Google has long claimed that the ads it shows users actually prompt them to make purchases online and in real life – and now they have the credit card data to prove it.
Google has begun using billions of credit-card transaction records – 70 percent of all transactions for credit and debit cards in the United States according to reports – to determine just how many sales are being generated by digital ad campaign.
It’s a power that the Washington Post referred to as the Google achieving “the holy grail” of online advertising – and it’s awoken a new round of privacy debates about just how much Google knows about its users.
Because, with its access to users search histories, geolocation data in combination from all the data it harvest from YouTube, Gmail, Google Maps and the Google Play store – Google knows an awful lot of very personal (and personalized) data about its users.
With the bulk of American credit card data spend in the mix, Google can follow its users offline in a very tangible way, which has left consumer privacy advocates wondering if perhaps customers might not like Google observing their purchasing habits quite so closely.
Google, for its part, has responded to those concerns with renewed assurances of its ability to protect the personal information of its users.
“While we developed the concept for this product years ago, it required years of effort to develop a solution that could meet our stringent user privacy requirements,” Google said in a statement. “To accomplish this, we developed a new, custom encryption technology that ensures users’ data remains private, secure, and anonymous.”
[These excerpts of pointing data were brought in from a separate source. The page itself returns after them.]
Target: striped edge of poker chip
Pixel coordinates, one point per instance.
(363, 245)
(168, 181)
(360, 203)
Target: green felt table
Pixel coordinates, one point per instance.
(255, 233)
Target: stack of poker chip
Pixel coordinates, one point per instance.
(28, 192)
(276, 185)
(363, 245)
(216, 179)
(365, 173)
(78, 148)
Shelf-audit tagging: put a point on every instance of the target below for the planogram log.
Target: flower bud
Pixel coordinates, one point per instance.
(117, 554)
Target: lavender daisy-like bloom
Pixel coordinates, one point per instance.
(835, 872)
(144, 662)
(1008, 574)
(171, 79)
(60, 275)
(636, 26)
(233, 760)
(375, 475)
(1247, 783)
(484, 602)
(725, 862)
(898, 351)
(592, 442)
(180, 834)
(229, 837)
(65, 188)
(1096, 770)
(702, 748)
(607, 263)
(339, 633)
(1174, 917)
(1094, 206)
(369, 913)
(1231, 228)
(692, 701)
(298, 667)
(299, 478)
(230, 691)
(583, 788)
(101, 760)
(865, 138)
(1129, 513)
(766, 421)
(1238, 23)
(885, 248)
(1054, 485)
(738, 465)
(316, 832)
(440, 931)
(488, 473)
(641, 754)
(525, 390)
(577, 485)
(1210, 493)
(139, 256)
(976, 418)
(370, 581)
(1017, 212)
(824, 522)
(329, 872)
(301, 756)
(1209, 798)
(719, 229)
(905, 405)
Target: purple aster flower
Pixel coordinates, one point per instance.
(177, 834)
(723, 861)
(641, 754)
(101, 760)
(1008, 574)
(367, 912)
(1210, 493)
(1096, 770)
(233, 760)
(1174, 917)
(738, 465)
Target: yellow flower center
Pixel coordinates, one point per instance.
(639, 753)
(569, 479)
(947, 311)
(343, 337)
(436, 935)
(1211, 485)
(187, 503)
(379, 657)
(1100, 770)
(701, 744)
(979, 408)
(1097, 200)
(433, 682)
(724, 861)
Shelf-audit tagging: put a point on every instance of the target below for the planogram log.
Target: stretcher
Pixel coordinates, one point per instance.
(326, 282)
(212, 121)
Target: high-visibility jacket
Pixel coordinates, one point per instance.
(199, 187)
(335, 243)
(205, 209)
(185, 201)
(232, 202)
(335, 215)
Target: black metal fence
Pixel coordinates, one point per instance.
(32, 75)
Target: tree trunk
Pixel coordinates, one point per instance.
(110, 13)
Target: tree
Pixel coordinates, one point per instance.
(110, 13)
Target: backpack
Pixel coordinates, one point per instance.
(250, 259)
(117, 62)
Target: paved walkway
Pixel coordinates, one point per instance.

Google further noted that the custom encryption is built on patent-pending mathematical equations built to protect the privacy of consumers when they match a Google user with a shopper who makes a purchase in a brick-and-mortar store. The company claims those formulas convert user’s names and other purchase information into anonymous number strings that essentially “double-blind” the data. Neither Google nor its retail partners have access, and neither knows the shopper’s identity.
Google did not offer much in the way of detail on how users card data and online identities are connected, nor did they disclose what companies are analyzing records of credit and debit cards on Google’s behalf.
“What’s really fascinating to me is that as the companies become increasingly intrusive in terms of their data collection, they also become more secretive,” said Marc Rotenberg, executive director of the Electronic Privacy Information Center.
He urged government regulators and Congress to demand answers about how Google and other technology companies are collecting and using data from their users.